Comme le nom « Au Cuir d'Yria », la réputation du tanneur se fit plus importante dans Duruune. Ville la plus proche. Peu à peu il fidélisa sa clientèle et sa petite entreprise ne connaissait pas la crise.
Il fut un temps où un jeune homme du nom de Dar Kahol croisa la route du tanneur.

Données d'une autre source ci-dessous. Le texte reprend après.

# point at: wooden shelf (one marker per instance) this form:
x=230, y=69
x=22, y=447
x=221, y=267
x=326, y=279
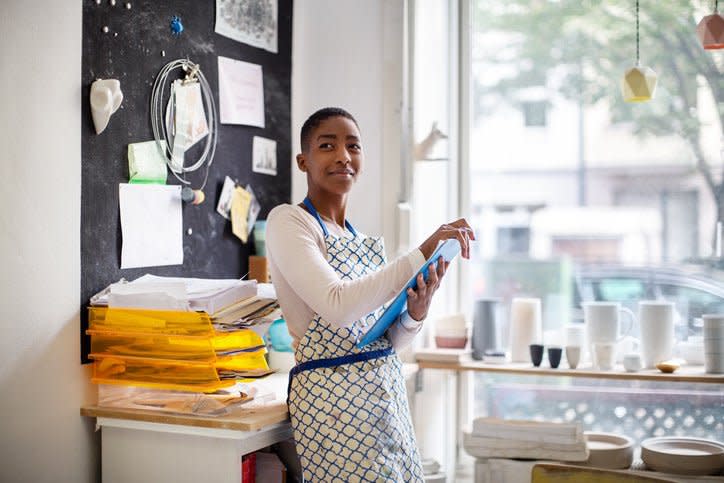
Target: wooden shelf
x=692, y=374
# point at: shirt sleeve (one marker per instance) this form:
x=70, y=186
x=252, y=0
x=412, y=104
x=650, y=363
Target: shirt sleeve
x=403, y=331
x=340, y=302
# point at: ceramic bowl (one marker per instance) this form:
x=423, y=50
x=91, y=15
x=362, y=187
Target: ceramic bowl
x=683, y=456
x=450, y=342
x=449, y=332
x=609, y=450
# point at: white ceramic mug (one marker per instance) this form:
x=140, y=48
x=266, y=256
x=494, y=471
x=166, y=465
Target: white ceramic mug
x=604, y=355
x=656, y=318
x=575, y=335
x=526, y=327
x=603, y=322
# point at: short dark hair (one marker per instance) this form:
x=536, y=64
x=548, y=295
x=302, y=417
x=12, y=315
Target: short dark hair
x=316, y=119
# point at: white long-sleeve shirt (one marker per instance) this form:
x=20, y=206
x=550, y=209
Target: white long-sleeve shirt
x=306, y=284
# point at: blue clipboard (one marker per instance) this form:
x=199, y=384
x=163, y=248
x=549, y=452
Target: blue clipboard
x=447, y=250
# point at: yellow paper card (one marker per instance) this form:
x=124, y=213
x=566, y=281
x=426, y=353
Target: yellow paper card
x=240, y=202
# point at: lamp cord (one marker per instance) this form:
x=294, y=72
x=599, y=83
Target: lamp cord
x=637, y=33
x=161, y=131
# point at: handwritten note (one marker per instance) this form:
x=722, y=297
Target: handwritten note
x=241, y=93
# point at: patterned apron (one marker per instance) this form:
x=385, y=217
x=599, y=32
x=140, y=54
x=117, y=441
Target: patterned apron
x=349, y=406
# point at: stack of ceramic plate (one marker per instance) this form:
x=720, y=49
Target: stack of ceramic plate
x=451, y=332
x=684, y=456
x=714, y=343
x=609, y=450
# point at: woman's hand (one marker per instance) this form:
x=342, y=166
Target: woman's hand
x=418, y=300
x=458, y=229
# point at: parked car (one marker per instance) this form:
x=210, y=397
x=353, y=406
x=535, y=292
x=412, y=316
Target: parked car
x=694, y=293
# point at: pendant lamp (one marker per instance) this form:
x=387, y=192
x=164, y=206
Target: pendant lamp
x=711, y=30
x=639, y=82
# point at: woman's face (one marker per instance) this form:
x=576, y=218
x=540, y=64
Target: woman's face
x=334, y=158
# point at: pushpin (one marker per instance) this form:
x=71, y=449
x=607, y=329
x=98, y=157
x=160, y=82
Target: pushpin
x=187, y=194
x=176, y=26
x=199, y=197
x=195, y=197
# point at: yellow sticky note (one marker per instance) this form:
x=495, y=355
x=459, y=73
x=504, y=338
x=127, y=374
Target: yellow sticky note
x=240, y=202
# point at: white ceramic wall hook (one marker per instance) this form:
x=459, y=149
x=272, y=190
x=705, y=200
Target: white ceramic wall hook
x=105, y=99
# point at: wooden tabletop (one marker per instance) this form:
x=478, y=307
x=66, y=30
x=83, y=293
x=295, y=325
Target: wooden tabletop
x=251, y=419
x=686, y=373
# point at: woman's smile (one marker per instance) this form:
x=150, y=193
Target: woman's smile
x=343, y=172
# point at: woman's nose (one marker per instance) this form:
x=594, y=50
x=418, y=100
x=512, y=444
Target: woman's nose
x=343, y=156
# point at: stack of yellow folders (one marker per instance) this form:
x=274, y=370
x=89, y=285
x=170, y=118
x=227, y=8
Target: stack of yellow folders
x=169, y=349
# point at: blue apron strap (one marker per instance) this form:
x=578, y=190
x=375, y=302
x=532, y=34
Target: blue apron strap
x=336, y=361
x=313, y=211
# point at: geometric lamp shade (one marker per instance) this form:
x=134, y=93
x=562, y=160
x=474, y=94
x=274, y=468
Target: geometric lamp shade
x=639, y=84
x=711, y=31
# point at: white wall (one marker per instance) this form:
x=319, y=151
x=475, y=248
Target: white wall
x=42, y=383
x=348, y=54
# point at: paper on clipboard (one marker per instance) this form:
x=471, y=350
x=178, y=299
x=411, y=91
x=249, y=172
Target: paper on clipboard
x=447, y=250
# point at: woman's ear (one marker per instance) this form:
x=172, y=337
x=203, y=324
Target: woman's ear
x=302, y=163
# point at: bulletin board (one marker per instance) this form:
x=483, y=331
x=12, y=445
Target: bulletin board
x=131, y=41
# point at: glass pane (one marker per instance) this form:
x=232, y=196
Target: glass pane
x=577, y=196
x=563, y=171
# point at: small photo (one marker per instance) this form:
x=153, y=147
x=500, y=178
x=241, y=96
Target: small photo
x=264, y=156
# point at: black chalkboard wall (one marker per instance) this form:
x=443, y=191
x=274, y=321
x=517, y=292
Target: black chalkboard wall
x=131, y=51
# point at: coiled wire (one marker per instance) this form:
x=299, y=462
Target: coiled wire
x=161, y=131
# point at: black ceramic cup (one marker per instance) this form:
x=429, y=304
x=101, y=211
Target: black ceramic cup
x=554, y=356
x=536, y=354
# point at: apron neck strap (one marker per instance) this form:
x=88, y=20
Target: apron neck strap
x=313, y=211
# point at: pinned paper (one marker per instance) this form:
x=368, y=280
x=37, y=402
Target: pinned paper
x=146, y=163
x=151, y=225
x=241, y=93
x=251, y=22
x=190, y=114
x=254, y=209
x=264, y=156
x=240, y=202
x=227, y=192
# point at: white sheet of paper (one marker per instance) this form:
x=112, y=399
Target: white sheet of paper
x=264, y=156
x=227, y=192
x=241, y=92
x=253, y=22
x=151, y=225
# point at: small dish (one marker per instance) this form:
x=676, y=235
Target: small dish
x=683, y=456
x=667, y=367
x=450, y=342
x=609, y=450
x=494, y=357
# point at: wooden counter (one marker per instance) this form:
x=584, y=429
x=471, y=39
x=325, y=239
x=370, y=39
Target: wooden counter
x=686, y=373
x=140, y=445
x=252, y=419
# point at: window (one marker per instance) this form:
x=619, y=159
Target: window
x=626, y=196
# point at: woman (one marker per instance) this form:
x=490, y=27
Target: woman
x=348, y=406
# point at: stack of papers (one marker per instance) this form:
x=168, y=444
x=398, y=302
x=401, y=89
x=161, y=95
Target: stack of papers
x=499, y=438
x=176, y=293
x=254, y=311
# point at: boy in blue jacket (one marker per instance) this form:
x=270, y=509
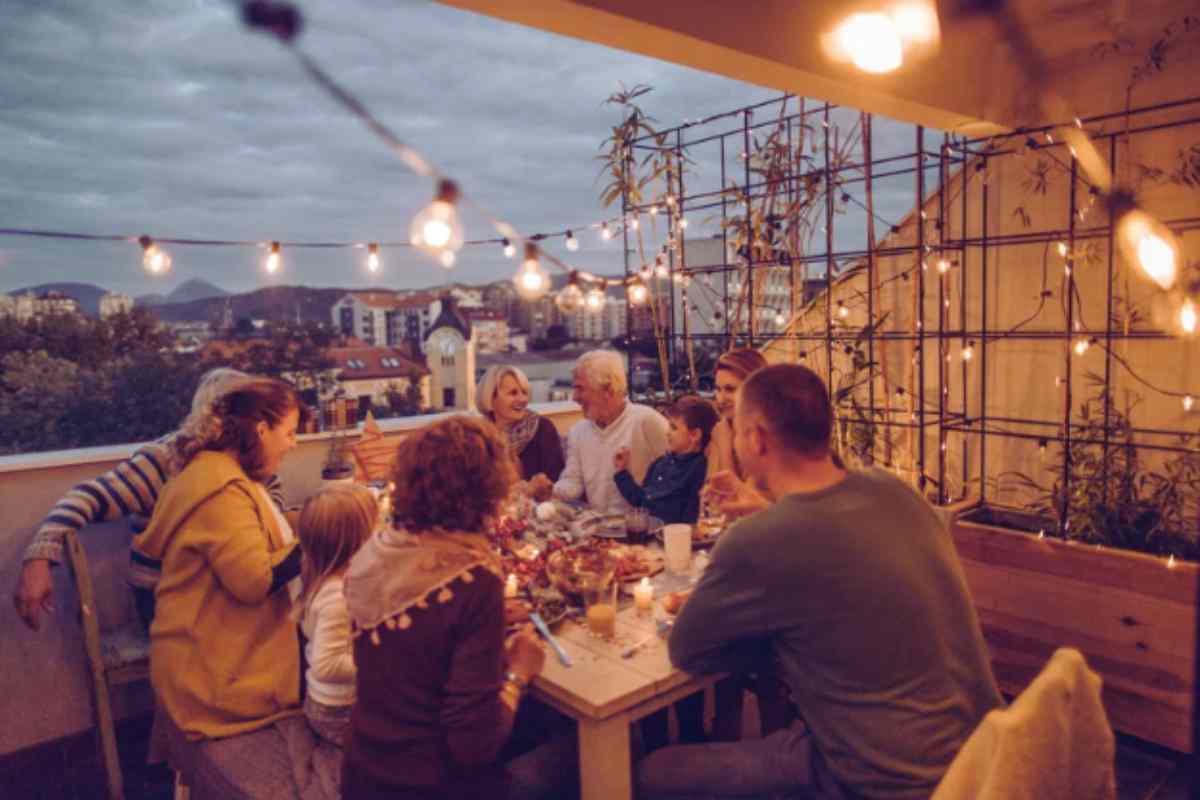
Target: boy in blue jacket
x=671, y=489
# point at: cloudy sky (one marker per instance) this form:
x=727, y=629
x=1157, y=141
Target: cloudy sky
x=168, y=118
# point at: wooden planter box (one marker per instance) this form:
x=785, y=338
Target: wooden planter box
x=1133, y=619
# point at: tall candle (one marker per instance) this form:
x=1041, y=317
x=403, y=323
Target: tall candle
x=643, y=595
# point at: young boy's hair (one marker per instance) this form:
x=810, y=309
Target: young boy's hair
x=334, y=524
x=696, y=414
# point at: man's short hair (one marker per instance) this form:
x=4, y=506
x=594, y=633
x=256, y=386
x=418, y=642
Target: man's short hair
x=696, y=414
x=793, y=403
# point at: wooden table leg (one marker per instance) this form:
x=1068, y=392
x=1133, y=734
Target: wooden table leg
x=606, y=768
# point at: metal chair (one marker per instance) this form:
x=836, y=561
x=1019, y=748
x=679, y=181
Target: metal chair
x=114, y=657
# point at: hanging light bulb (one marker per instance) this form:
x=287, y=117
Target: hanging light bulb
x=595, y=298
x=437, y=228
x=274, y=258
x=639, y=293
x=1188, y=317
x=154, y=258
x=1145, y=241
x=570, y=299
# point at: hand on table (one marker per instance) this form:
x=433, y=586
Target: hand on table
x=525, y=654
x=34, y=593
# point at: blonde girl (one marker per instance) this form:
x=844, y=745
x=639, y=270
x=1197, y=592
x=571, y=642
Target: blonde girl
x=334, y=524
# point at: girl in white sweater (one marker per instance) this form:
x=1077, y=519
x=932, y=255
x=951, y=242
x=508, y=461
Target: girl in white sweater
x=334, y=523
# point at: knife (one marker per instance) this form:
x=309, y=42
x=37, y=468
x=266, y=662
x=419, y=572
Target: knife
x=540, y=624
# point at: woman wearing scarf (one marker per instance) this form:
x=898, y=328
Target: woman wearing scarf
x=438, y=686
x=503, y=397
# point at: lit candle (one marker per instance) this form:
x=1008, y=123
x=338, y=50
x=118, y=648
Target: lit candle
x=643, y=595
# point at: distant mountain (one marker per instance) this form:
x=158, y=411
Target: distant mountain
x=85, y=293
x=273, y=302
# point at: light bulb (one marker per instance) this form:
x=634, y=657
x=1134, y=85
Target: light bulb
x=1145, y=241
x=639, y=293
x=594, y=299
x=1188, y=317
x=871, y=42
x=531, y=281
x=570, y=299
x=437, y=228
x=154, y=258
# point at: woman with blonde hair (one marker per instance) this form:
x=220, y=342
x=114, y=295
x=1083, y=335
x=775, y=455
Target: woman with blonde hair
x=129, y=489
x=334, y=524
x=438, y=685
x=503, y=397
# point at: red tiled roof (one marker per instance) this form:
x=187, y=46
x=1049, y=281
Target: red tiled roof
x=373, y=362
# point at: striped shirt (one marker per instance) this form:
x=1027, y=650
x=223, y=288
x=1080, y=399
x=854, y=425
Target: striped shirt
x=129, y=489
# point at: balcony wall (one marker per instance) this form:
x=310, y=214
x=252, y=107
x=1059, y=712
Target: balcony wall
x=43, y=689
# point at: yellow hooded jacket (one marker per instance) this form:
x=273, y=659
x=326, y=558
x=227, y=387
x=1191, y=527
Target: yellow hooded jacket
x=223, y=649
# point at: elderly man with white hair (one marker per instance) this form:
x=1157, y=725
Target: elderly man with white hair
x=611, y=423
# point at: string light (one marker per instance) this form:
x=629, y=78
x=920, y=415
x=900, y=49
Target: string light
x=570, y=299
x=437, y=228
x=274, y=258
x=532, y=281
x=639, y=293
x=154, y=258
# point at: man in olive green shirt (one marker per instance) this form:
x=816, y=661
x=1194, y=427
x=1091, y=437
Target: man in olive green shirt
x=849, y=587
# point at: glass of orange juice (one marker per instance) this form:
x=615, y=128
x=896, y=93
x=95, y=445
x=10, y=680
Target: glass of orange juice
x=600, y=602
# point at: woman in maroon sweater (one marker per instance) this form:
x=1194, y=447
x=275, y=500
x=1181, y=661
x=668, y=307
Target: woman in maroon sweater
x=503, y=397
x=437, y=685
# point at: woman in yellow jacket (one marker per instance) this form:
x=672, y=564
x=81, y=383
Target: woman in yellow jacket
x=223, y=649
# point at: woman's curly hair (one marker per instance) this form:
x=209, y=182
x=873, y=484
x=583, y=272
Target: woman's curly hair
x=451, y=475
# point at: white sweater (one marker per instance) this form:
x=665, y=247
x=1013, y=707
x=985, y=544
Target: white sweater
x=329, y=650
x=591, y=450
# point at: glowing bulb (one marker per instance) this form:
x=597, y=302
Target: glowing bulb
x=639, y=293
x=1188, y=317
x=155, y=259
x=437, y=228
x=871, y=41
x=594, y=300
x=531, y=281
x=274, y=258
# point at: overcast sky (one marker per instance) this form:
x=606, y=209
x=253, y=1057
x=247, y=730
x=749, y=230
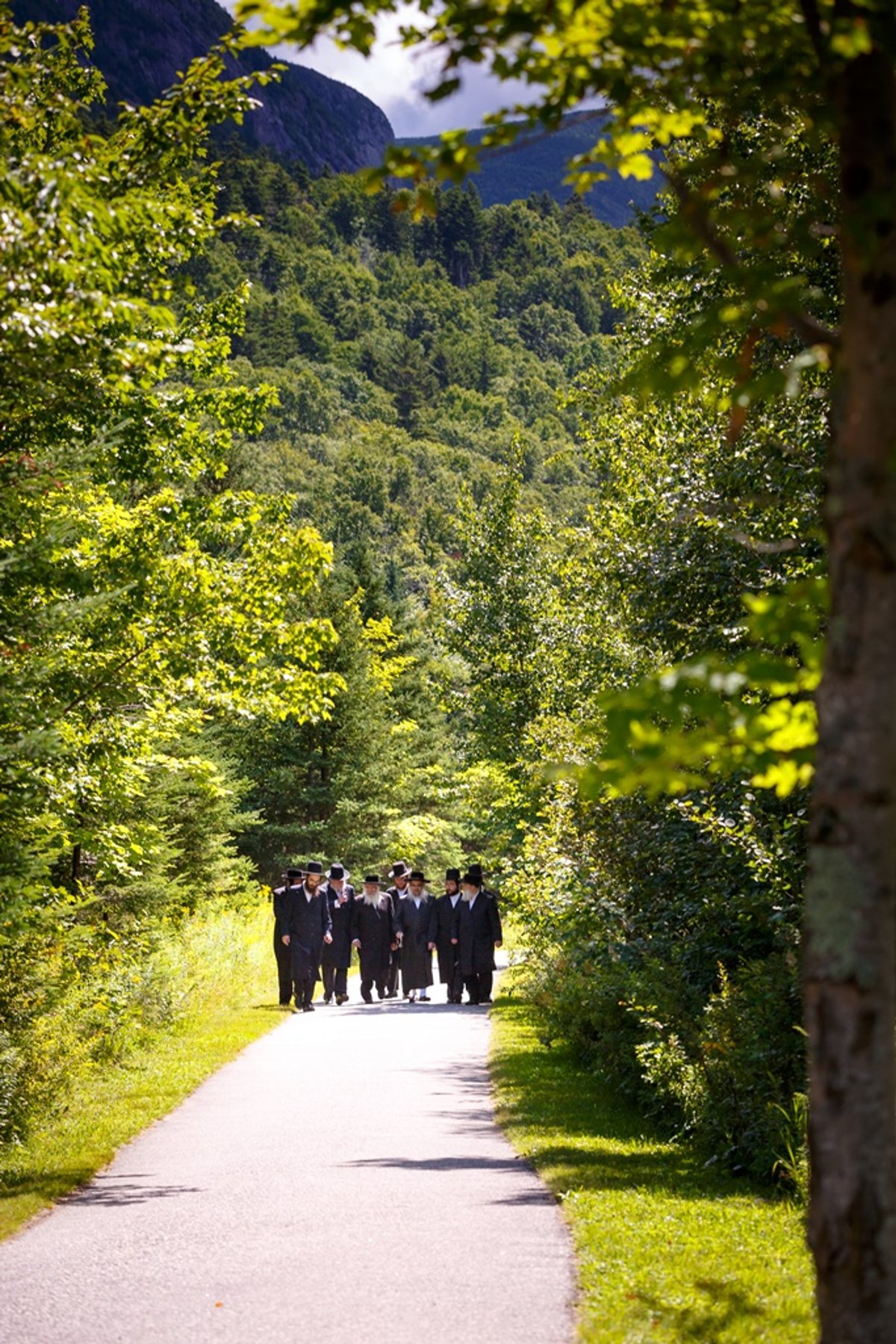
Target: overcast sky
x=395, y=80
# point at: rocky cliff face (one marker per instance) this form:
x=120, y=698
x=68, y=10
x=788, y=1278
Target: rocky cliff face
x=143, y=43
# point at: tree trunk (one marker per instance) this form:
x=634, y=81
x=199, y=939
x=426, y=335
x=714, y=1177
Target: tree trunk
x=850, y=903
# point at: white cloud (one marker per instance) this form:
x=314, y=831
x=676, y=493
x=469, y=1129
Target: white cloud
x=395, y=78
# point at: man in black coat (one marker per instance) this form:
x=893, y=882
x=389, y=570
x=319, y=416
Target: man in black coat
x=281, y=949
x=374, y=936
x=442, y=936
x=479, y=933
x=336, y=956
x=413, y=930
x=305, y=926
x=398, y=873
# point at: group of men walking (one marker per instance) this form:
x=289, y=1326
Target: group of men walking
x=320, y=918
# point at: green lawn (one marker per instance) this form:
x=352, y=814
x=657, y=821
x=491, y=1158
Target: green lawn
x=113, y=1103
x=668, y=1250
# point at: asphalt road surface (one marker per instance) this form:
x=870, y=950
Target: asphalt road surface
x=341, y=1182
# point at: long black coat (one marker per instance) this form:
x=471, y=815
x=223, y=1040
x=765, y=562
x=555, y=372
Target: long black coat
x=442, y=929
x=339, y=952
x=479, y=928
x=305, y=923
x=374, y=929
x=413, y=923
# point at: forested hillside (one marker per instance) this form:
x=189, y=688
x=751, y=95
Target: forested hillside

Ce dernier lui proposa de travailler pour lui à la rénovation des livres de la bibliothèque de Melmiriel. Il fut le premier employé des entreprises « Au Cuir d'Yria » entreprise qui d'ailleurs ne dépassa que rarement le nombre de deux employés. C'est à dire le patron, en l'occurrence Keavalor, et de vaillants travailleurs de passage dans la région à qui il offrait l'occasion de trouver une situation suffisante pour démarrer dans notre chère communauté.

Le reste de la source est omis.